The discussion revolves around the mechanics of tension in the rod of a bicycle wheel skewer, particularly focusing on the locking mechanism and its relationship to the skewer's design and operation. Participants explore theoretical aspects, mathematical modeling, and practical implications of the skewer's tension during use.

Discussion Character

  • Exploratory
  • Technical explanation
  • Mathematical reasoning

Main Points Raised

  • One participant suggests that the tension in the skewer is a function of the distance between the centerline of the disk and the handle's position, which relates to the disk's arc length.
  • Another participant clarifies that the term "skewer" likely refers to the "quick release" mechanism, describing its components and operation, including the cam and handle.
  • A participant proposes that the skewer tension could follow Hooke's law, indicating that tension is proportional to the displacement caused by the cam, while noting that the out-of-round nature of the cam introduces non-linearity.
  • One participant suggests developing a cosine-based function to model the tension, proposing that integrating this function could yield insights into the tension dynamics as the handle is turned.
  • The same participant mentions that knowing the elastic properties of the rod could allow for a relationship between tension and displacement using a spring constant.

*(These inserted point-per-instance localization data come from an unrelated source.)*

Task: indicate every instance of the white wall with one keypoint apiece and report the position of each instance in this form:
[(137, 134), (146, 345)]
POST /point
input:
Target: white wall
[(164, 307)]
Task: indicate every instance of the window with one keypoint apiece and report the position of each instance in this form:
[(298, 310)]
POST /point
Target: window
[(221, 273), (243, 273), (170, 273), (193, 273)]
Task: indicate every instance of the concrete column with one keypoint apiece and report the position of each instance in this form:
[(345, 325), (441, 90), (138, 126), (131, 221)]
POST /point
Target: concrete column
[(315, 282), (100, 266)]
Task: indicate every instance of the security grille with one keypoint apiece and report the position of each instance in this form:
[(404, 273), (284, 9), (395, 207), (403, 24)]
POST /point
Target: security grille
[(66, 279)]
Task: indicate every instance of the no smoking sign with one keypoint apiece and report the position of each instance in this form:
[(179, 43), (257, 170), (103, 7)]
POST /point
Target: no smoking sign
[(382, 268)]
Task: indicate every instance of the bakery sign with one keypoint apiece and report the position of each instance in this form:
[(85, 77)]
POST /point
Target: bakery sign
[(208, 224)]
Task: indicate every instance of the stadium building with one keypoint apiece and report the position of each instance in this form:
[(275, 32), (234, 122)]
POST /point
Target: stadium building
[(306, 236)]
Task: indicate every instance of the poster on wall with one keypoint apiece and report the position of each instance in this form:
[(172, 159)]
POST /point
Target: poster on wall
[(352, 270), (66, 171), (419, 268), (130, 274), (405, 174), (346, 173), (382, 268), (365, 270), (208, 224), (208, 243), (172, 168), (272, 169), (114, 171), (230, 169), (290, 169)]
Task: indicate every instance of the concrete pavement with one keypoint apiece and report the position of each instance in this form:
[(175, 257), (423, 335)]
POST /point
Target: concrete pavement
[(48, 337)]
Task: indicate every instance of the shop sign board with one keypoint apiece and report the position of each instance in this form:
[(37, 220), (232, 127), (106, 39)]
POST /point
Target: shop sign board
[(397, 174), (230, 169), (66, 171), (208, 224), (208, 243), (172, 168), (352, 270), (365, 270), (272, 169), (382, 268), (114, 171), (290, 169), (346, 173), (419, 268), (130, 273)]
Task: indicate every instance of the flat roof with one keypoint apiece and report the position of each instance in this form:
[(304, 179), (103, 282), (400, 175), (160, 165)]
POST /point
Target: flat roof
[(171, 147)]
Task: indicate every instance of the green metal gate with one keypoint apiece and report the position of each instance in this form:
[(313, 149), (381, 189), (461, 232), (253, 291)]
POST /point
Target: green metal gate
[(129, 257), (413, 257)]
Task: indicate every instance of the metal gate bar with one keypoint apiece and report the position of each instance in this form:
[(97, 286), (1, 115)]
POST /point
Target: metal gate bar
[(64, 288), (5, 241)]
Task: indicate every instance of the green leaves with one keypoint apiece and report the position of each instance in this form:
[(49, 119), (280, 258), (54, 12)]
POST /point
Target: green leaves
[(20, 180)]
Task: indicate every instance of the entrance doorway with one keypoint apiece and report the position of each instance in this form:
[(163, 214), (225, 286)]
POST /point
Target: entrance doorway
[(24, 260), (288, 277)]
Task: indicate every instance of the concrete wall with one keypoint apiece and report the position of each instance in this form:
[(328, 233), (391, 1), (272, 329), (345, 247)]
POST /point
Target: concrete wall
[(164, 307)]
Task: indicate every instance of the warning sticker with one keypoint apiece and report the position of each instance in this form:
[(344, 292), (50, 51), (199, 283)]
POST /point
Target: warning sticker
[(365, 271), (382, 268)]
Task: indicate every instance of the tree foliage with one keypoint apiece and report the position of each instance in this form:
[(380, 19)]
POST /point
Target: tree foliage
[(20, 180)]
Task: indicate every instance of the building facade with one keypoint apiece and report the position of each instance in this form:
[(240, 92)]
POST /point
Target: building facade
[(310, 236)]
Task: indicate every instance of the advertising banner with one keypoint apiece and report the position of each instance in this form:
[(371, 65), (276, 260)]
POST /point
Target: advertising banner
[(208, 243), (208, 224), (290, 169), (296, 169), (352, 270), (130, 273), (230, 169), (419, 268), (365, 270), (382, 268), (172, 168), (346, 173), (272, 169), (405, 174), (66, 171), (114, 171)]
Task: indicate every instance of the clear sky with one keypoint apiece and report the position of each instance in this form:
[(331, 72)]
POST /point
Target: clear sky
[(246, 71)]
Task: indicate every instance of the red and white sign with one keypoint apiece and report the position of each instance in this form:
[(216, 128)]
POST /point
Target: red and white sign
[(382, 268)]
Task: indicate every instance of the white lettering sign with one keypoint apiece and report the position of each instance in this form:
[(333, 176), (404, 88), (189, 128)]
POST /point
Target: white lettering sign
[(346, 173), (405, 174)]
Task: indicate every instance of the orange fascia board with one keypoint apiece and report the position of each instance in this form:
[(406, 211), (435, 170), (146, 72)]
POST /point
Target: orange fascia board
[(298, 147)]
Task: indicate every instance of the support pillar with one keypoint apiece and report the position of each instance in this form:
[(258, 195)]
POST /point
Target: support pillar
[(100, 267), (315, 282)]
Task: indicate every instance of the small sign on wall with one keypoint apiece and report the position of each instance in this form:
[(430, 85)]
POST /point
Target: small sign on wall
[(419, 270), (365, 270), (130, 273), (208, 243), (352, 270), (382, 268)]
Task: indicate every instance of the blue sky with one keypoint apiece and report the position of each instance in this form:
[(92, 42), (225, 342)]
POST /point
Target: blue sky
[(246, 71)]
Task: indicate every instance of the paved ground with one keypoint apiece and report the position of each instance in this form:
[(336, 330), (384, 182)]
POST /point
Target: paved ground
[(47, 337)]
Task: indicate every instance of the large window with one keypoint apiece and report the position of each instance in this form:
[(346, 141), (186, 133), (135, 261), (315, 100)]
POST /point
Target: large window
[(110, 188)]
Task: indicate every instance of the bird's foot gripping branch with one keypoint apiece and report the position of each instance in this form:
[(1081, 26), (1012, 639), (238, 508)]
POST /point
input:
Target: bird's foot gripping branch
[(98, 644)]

Areas of Agreement / Disagreement

Participants express varying interpretations of the skewer mechanism and its tension dynamics. While some agree on the general principles of tension and displacement, there is no consensus on the exact modeling approach or terminology used.

Contextual Notes

The discussion includes assumptions about the mechanics of the skewer and the properties of materials involved, which may not be fully defined or agreed upon by all participants.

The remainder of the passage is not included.